Through the analysis of immune cell infiltration, it was found that the increased infiltration of CD8+ T lymphocytes, CD4+ memory T lymphocytes, and the decrease of resting mast cells were related to the occurrence and development of CC. CD8+ T lymphocytes are a key functional T cell subset involved in adaptive immune response. Studies have shown that the main effector of CD8+ T cells is CXCR5+CD8+ T lymphocytes43, which has a potential cytotoxic effect in the microenvironment formed by chronic virus infection and malignant tumors. Enhancing CD8+ T cell activation is considered to be a key point of most immunotherapy. Other research results show that CD8+ T lymphocytes are expected to play a role in the clinical treatment of CC44. Under normal physiological conditions, the proportion of CD4+ and CD8+ subsets of T lymphocyte subsets is maintained within a certain range, playing a role in maintaining immune system balance45. Cervical lesions will cause abnormal changes in CD4+ and CD8+ subsets. With the aggravation of cervical lesions, the above change trend will continue and further promote cellular immune system imbalances, resulting in the loss of immune function46. This study found that mast cells are multifunctional cells47, which can secrete a variety of bioactive substances after activation to participate in immune and inflammatory reactions. The type and number of mast cells infiltrated in malignant tumor tissues are closely related to malignant tumor differentiation, metastasis, and prognosis.

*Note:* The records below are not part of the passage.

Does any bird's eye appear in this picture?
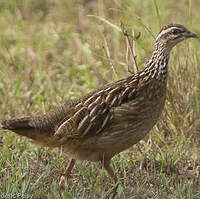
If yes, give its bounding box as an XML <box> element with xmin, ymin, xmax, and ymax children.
<box><xmin>172</xmin><ymin>29</ymin><xmax>181</xmax><ymax>34</ymax></box>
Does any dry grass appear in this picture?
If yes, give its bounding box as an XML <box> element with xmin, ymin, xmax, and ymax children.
<box><xmin>0</xmin><ymin>0</ymin><xmax>200</xmax><ymax>199</ymax></box>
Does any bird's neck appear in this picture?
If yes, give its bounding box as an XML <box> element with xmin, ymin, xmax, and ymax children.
<box><xmin>144</xmin><ymin>45</ymin><xmax>171</xmax><ymax>81</ymax></box>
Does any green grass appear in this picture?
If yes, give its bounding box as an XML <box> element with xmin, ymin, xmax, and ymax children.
<box><xmin>0</xmin><ymin>0</ymin><xmax>200</xmax><ymax>199</ymax></box>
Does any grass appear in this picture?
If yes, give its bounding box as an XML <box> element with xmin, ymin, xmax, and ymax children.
<box><xmin>0</xmin><ymin>0</ymin><xmax>200</xmax><ymax>199</ymax></box>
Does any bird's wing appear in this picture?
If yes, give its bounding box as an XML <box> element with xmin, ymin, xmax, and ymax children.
<box><xmin>54</xmin><ymin>78</ymin><xmax>139</xmax><ymax>140</ymax></box>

What is new and conclusion

In conclusion, through a bioinformatics analysis of CC expression profile data, 144 DEGs and 12 hub genes were obtained. Four diagnostic biomarkers (CEP55, RRM2, MCM2, and RFC4) were obtained by survival analysis of the hub gene. In addition, immune cell infiltration analysis found that CD4+ memory T cells and CD8+ T cells may play a role in the occurrence and development of CC. Altogether, these results may promote the new understanding of molecular mechanisms and clinically related molecular targets for prognosis in cervical cancer and provide new insight into the occurrence and development of cervical cancer. As a future research direction, the research group will verify the accuracy of the results of this study at the molecular, cellular, and tissue levels and further explore the regulatory relationship between the four diagnostic markers and CD4+ memory T cells and CD8+ T cells.